Some black market dealers have spilled their secrets to CBC News, revealing how they can offer Canadians cellphone plans at almost half the regular price in many provinces.
"It's pretty easy," says third-party dealer Jamie Walker in Toronto. "I say anybody could do it if they're good with technology."
Walker offers any Canadian a Koodo or Fido cellular deal with unlimited Canada-wide calling, texting and a big 5 GB data package for just $48 a month. The cost of those plans is $90 to $95 a month in most provinces.
However, both companies charge only $48 for the same deal in Saskatchewan and Manitoba, where there's more competition among cellular providers.
- Consumers turn to booming black market for cheap cellphone deals
Walker admits what industry experts have long suspected — that dealers like him switch over people's phone plans in other provinces to Saskatchewan or Manitoba so they can access the cheaper rates.
He charges a one-time fee of $100 to do the deed.
Gaming the system
"You can do it all within a day," claims Walker, about obtaining the $48 deal with Koodo, a discount brand owned by Telus.
This is how it typically works: he has a customer — say in Toronto — keep her current cellular deal and also sign up for the $90 Koodo plan offered in Ontario.
Then, on Koodo's website, Walker requests for the customer a Manitoba or Saskatchewan phone number. He says that qualifies the person for the lower $48 price for the same plan offered only in the Prairie provinces.
Walker then makes a request for Koodo to port or transfer the customer's Toronto phone number from the person's original phone plan. That process cancels the customer's initial cellular deal.
So, according to Walker, the person winds up keeping her original Toronto phone number, but now it's attached to a $48- a-month Koodo plan that should actually cost $90 a month — savings of $504 a year.
Walker says the process is so simple, people can do it themselves on Koodo's website. But he claims many customers still choose to pay him to do the job.
"Some people just don't want to do it because they're lazy. Some people are scared they're going to mess it up."
Third-party Edmonton dealer Raphael Mlynarski says he has a steady flow of customers coming to him for the $48 Koodo deal. He recently set up his service, Stop Getting Screwed! Cellular, and charges a one-time fee of $100.
Mlynarski, who is based in Edmonton, is open about the process on his company website.
He calls what he offers an "inter-province phone plan," describing it as a "Saskatchewan or Manitoba plan with a B.C., Ontario, or Alberta number."
"The lack of competition in some Canadian provinces makes reasonably priced plans difficult to obtain," Mlynarski tells CBC News. "The fact that this pricing isn't consistent across Canada leads to opportunities for people to save money."
Another Toronto-based dealer, whom we'll call John, claims that the business of connecting people with the $48 Koodo deal has become so lucrative for him that he's considering quitting his day job.
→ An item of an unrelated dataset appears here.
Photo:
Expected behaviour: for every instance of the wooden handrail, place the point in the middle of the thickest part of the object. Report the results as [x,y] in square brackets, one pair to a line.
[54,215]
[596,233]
John asked us to conceal his identity because he currently works for one of the big three telcos.
On the side, John runs his business, Cell Savings Canada, and charges a flat fee of $85. He suggests Telus hasn't cracked down on the black market industry because it's good for business.
"They're probably letting it continue because they're getting a lot of new customers that way," says John. "I'm bringing them business from the other providers."
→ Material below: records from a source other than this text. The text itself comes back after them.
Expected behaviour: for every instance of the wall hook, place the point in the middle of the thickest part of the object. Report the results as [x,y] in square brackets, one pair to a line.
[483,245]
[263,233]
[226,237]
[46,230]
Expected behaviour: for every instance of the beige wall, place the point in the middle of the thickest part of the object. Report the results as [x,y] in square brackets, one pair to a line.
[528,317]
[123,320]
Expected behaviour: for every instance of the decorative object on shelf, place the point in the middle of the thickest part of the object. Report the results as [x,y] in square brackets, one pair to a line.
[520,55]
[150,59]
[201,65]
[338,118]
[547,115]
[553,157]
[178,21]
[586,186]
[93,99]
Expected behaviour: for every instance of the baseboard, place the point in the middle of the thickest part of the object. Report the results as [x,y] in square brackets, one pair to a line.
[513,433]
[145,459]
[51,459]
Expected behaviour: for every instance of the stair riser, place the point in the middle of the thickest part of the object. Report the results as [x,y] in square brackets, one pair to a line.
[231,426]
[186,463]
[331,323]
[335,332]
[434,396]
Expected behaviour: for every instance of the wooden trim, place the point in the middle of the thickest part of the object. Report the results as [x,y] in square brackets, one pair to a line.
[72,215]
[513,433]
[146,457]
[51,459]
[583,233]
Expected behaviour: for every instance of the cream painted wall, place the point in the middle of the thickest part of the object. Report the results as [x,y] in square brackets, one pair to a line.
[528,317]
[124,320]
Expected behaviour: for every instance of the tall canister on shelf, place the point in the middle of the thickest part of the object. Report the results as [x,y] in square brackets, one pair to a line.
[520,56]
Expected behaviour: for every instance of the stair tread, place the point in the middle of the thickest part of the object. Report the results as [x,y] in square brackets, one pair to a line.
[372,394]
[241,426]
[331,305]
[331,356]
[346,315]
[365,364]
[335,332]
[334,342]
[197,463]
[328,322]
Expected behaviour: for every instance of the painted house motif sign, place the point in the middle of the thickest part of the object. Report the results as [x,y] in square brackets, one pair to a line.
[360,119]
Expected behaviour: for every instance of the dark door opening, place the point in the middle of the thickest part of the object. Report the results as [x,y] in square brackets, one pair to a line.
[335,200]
When CBC News first reported on the black market cellular industry last year, Koodo's owner, Telus, told us that it was "looking into the practice."
CBC News asked Telus why, one year later, third-party dealers claim they're still facing no roadblocks with the company.
The company did not respond to our repeated requests for comment.
Rogers cracks down?
Walker says getting customers the $48 Fido deal is similar to the Koodo process.
However, he claims that about two months ago, Rogers — the telco that owns the discount brand — started cracking down on black market dealers. He says the company is preventing customers from getting a phone number outside the province where they got their phone plan.
"It's a lot harder with Rogers," admits Walker. However, he claims he's found a workaround to still get any Canadian the cheaper Fido deal. He wouldn't provide details on how he does it.
When asked for comment, Rogers told CBC News that nothing about how it validates its phone plans has changed.
"Our customers' plans are based on their home address and we urge them to use caution" when exploring third-party offers, said Rogers spokesman Andrew Garas in an email.
"Sharing personal information can result in fraud."
Walker believes warnings from the telcos won't stop the black market business. He suggests the only foolproof way would be for phone providers to offer more affordable cellular plans in all provinces.
According to a recent CRTC-commissioned report, Canadians still pay some of the highest rates for wireless services in the industrialized world.
"People are always looking for ways to get their cellphone bill down," says Walker. "If the prices were definitely lower, I'd definitely be out of business and with good reason."